Con evocaciones como la mencionada, la ciencia ficción nos ayuda a imaginar las peores consecuencias de realidades que empiezan a implantarse. En este caso, el concepto de «smart city», que ha sido adoptado sin apenas oposición crítica. Hasta ahora.
Casas Mudhif
La automatización y los servicios personalizados a partir de inteligencia de datos formarán parte de cualquier intento de «ciudad inteligente», un lugar donde los servicios, desde los básicos a los más sofisticados, discriminarán en función del ciudadano, transformando el concepto de igualdad y convivencia urbanística en una realidad dominada por la desigualdad y la permeabilidad controlada entre las zonas pudientes (urbanizaciones «cerradas» con estrategias de urbanismo conductual) y el resto.
Recientemente, The Guardian se refería en un artículo a las «smart cities», aunque no a la manera tradicional. Más bien, el artículo era una pequeña confesión, una declaración de principios: ¿Y si el urbanismo del futuro se pareciera al mejor urbanismo del pasado?
¿Y si las ciudades «low tech», de un carácter analógico que rozara la estupidez, ofrecieran a sus habitantes un espacio en común para convivir y cultivar la civilidad?

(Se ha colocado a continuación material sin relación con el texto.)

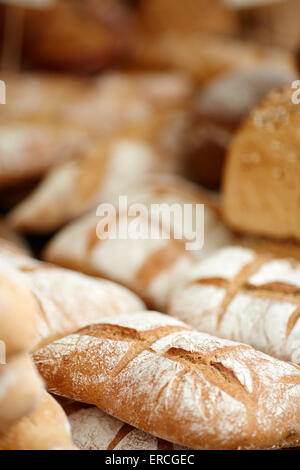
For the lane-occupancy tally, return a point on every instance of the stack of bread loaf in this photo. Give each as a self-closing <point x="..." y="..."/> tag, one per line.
<point x="180" y="328"/>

En el artículo, ilustrado con la bella y evocadora imagen de una villa flotante dominada por las canoas y las «mudhif», casas y edificios comunales de cañas, juncos y lodo en Ma’dan, Iraq (una escena que podía haber sido extraída del poema de Gilgamesh o de las sagas abrahámicas), nos provoca de la siguiente manera:
«Las ciudades inteligentes con la tecnología más avanzada prometen eficiencia a través del monitoreo total, desde los contenedores de basura a los puentes. Pero ¿qué ocurriría si rechazáramos los datos y abrazáramos tecnología ancestral en su lugar?»
Ecos de Gilgamesh
El artículo nos propone una lectura: Lo-Tek: Design by Radical Indigenism, firmado por Julia Watson, el resultado de 20 años de trayecto por asentamientos tradicionales en distintos puntos del globo.

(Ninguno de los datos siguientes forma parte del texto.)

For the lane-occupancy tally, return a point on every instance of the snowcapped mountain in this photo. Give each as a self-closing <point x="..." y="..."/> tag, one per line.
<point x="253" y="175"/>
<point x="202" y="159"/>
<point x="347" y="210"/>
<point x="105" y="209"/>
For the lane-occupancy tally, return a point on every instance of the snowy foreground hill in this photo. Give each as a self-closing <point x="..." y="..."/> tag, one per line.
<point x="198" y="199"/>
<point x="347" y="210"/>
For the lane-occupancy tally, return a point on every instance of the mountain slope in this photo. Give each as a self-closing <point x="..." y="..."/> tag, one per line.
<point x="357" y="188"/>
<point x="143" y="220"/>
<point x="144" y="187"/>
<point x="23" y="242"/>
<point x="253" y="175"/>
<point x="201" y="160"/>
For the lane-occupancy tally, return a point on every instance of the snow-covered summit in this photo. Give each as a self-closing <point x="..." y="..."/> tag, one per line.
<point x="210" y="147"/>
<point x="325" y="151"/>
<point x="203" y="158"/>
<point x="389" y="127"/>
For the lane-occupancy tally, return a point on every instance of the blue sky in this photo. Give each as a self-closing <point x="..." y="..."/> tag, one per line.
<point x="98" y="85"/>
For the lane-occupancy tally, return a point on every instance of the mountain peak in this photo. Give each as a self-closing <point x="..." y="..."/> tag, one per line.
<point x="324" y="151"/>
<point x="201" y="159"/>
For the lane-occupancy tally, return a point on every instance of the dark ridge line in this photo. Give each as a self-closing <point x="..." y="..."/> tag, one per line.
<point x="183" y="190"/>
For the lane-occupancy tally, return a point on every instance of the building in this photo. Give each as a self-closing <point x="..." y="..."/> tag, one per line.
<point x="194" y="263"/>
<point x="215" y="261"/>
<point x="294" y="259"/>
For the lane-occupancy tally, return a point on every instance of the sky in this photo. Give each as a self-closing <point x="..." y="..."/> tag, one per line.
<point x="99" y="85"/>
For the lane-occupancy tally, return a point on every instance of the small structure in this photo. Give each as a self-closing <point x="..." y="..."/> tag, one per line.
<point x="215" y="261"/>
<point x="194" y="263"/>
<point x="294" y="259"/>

The Guardian se refiere a estas ciudades analógicas, guiadas por el diálogo evolutivo con los recursos y la naturaleza, como «ciudades idiotas», el supuesto antagonista de la expresión omnipresente a inicios de este siglo, «smart city».
Recuperar algunos métodos de ciudades y métodos ancestrales para un urbanismo que arraigue en lugar de alienar. El artículo de The Guardian despierta el interés que los interminables prospectos de las posibilidades de las ciudades inteligentes no pueden suscitar.
¿Por qué catalogar estas viejas técnicas de estúpidas? No parece demasiado acertado decir que es idiota un medio de bajo impacto, que requiere un estilo de vida activo, que potencia la integración e interdependencia de todos sus componentes, y que promueve la adaptabilidad.
La auténtica «ciudad inteligente» tiene mucho que aprender de conocimientos con milenios de existencia, algunos de ellos apenas explorados más allá de los lugares olvidados donde han permanecido arraigados.